Aug 23, 2009

Camp Week

I’m 21 years old and still go to camp.

A few friends and I head up to a little lake in Gilmanton for a week in August. We’ll catch a bit of sun, take a few turns on the boats, even get a little shooting in at the range.

In between the fun, we have to take noontime meds, change a Depends, and push wheelchairs up a ramp or two.

For the past five years, I’ve been lucky enough to join in participate in Camp Fatima Exceptional Citizens week. E.C. Week celebrated fifty five years this year in a big way – the greatest number of campers, 162, in history.

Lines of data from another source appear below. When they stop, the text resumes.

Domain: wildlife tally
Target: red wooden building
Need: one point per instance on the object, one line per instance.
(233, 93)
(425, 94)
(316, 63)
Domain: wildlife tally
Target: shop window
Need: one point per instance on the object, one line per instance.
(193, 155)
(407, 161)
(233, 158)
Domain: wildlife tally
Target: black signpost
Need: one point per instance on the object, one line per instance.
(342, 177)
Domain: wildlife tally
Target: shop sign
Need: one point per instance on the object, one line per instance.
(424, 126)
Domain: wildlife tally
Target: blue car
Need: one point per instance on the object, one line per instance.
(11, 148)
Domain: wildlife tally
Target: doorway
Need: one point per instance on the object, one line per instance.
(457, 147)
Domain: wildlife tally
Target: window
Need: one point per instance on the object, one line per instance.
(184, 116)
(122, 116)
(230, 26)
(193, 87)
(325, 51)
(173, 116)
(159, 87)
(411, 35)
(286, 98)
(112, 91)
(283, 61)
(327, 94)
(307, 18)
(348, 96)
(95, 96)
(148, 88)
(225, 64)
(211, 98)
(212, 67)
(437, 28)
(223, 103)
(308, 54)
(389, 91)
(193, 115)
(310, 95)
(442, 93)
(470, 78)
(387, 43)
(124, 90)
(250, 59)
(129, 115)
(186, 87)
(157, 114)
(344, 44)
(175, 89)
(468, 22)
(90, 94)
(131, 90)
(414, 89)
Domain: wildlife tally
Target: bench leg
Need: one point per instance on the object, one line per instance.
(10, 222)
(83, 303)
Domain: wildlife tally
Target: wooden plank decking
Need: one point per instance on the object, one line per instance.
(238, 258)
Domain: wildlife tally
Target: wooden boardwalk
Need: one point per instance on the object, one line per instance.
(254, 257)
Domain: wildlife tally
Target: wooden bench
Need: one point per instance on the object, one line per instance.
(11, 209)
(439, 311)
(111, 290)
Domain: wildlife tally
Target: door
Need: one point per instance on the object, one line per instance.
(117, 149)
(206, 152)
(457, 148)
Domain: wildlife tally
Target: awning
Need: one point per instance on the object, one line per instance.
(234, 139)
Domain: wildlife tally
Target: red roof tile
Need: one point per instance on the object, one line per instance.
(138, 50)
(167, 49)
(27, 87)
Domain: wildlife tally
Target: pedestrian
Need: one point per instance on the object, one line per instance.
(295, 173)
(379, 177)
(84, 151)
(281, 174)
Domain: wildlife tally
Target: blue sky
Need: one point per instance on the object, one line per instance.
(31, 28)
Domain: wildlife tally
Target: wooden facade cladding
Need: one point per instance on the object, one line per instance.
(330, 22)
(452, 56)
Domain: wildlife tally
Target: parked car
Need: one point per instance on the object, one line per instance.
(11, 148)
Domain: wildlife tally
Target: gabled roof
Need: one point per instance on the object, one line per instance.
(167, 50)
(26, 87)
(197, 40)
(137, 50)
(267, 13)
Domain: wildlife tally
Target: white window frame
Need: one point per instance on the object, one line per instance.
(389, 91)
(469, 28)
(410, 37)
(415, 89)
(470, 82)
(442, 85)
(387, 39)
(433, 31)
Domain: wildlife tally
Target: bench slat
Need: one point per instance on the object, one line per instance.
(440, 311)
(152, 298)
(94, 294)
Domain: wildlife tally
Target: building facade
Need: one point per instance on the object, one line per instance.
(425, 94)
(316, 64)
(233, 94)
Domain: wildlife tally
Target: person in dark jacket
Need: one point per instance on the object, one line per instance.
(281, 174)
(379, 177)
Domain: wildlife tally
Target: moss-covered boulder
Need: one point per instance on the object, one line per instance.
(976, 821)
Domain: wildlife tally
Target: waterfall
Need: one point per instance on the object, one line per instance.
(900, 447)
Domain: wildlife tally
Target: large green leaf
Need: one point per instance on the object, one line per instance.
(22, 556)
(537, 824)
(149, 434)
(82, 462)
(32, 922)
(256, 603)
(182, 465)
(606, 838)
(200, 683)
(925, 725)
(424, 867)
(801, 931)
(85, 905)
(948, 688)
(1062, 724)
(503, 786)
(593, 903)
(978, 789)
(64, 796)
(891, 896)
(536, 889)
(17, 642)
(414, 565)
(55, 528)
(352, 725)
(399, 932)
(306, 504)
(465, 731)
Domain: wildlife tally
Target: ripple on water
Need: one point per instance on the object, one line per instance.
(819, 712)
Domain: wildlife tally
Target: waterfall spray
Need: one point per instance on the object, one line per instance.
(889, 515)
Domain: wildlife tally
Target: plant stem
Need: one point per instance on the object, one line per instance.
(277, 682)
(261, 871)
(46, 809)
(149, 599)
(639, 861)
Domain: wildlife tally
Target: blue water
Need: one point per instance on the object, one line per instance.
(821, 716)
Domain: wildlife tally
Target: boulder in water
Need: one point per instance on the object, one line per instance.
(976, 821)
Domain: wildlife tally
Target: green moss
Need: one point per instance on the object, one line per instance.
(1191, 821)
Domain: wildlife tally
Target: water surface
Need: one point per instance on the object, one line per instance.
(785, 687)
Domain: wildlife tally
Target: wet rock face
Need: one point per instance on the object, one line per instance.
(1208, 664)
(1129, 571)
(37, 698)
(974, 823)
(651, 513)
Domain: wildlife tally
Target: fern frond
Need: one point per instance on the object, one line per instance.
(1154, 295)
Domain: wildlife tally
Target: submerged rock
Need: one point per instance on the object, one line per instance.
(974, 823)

Fatima on a grand scale is a volunteer camp for special needs campers. Over 300 people from across New England and beyond spend the week trying to make it the best week ever. The multi talented kitchen crew works to feed the campers and 300 volunteers. A handful of teenage boys wait on the tables and brave the affections of some campers. The gang at the waterfront spends the day entertaining swimming campers or taking them on turns around the lake. Special Programs takes to the stage every night for an interactive production of that year’s theme. And 162 counselors, 81 women and 81 men, spend the week with one camper.

On the small scale it’s the every day, mundane interactions. It’s the giggle fits with Mindy during a change. It’s a hug from Rorey after lunch. It’s talking trash with Dan during a snack fest outside Cabin 13. It’s the silly inside jokes with your camper, cheering for a cabin-mate after reading during mass, and singing “Hey Baby” at the top of your lungs before dinner.

I’ve been trying for five years to explain the appeal of climbing in and out of a top bunk, spending a week in a cabin with fifteen other people and one bathroom, showering in cold water with next to no water pressure, eating what we’re told is meatloaf. I’ve written a few papers on the Fatima experience but it always falls short. The words don’t ring with the joy and fun and work the week represents.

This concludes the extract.